Depois de o terem conhecido diretamente ou de terem recebido doutros a sua notícia, depois de testemunharem e analisarem o muito que ele fizera e dissera, o muito que ousara, depois de terem entendido por que o hostilizaram e depois o mataram na cruz e, sobretudo, depois de o experimentarem vivo após a ressurreição, concluíram (baseados na história mas dando um grande salto): Realmente este homem era Filho de Deus (Mc 15,39). Isto é, da história saltaram para a fé, baseados na história, mas de modo algum dela libertados.

Realmente este homem era Filho de Deus ou, noutra versão nossa conhecida, Tu és o Cristo (Mc 8,29).

Claro que esta afirmação é uma afirmação histórica: falavam de um homem histórico que tinha vivido entre eles. Mas não só. Porque, de facto, se os seus contemporâneos primeiro conheceram um homem, foi exatamente a partir da sua humanidade que o descobriram e reconheceram como Deus, sendo então capazes de o confessar como tal.
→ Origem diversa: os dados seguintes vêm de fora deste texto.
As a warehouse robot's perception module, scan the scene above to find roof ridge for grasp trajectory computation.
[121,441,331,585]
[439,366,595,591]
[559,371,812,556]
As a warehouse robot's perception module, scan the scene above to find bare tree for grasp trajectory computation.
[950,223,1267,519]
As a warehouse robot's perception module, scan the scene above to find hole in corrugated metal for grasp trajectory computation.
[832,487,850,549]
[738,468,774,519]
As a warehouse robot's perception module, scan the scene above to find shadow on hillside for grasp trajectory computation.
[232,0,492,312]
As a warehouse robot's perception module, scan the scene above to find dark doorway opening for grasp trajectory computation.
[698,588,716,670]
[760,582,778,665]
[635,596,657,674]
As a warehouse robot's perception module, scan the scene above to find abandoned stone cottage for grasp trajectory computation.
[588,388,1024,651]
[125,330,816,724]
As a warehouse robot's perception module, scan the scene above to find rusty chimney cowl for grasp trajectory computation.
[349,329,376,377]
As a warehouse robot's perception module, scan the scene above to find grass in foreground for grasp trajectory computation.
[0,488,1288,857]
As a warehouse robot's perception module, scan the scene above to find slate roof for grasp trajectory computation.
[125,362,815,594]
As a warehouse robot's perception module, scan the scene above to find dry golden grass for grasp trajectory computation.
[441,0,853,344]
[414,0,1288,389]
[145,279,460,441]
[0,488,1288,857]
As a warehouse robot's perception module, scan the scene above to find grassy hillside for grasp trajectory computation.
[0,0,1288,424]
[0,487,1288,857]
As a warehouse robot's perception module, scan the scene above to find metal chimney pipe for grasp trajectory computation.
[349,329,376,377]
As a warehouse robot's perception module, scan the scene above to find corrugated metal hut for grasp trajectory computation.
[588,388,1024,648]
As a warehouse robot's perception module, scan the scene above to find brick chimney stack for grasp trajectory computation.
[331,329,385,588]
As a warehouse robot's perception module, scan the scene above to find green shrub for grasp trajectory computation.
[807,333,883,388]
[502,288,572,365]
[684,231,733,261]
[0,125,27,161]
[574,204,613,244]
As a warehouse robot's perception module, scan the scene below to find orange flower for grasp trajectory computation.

É deste homem e deste Deus que os evangelhos (sinópticos) nos dão uma notícia clara: primeiro Jesus de Nazaré, filho de Maria e de José, o tal que, logo aos primeiros problemas, recuou até “à sua terra”! (Mc 6,1), mas que, depois, reconheceram Filho de Deus. Por isto mesmo é que, para nós, os cristãos, a história é muito importante.

Dizer isto de outra maneira é assim: é nos homens que Deus se revela. Foi especialmente num homem que Deus se revelou. Esta é a grande novidade do cristianismo relativamente a todas as grandes religiões.

E pode também dizer que uma coisa é a História e outra a história dos Códigos.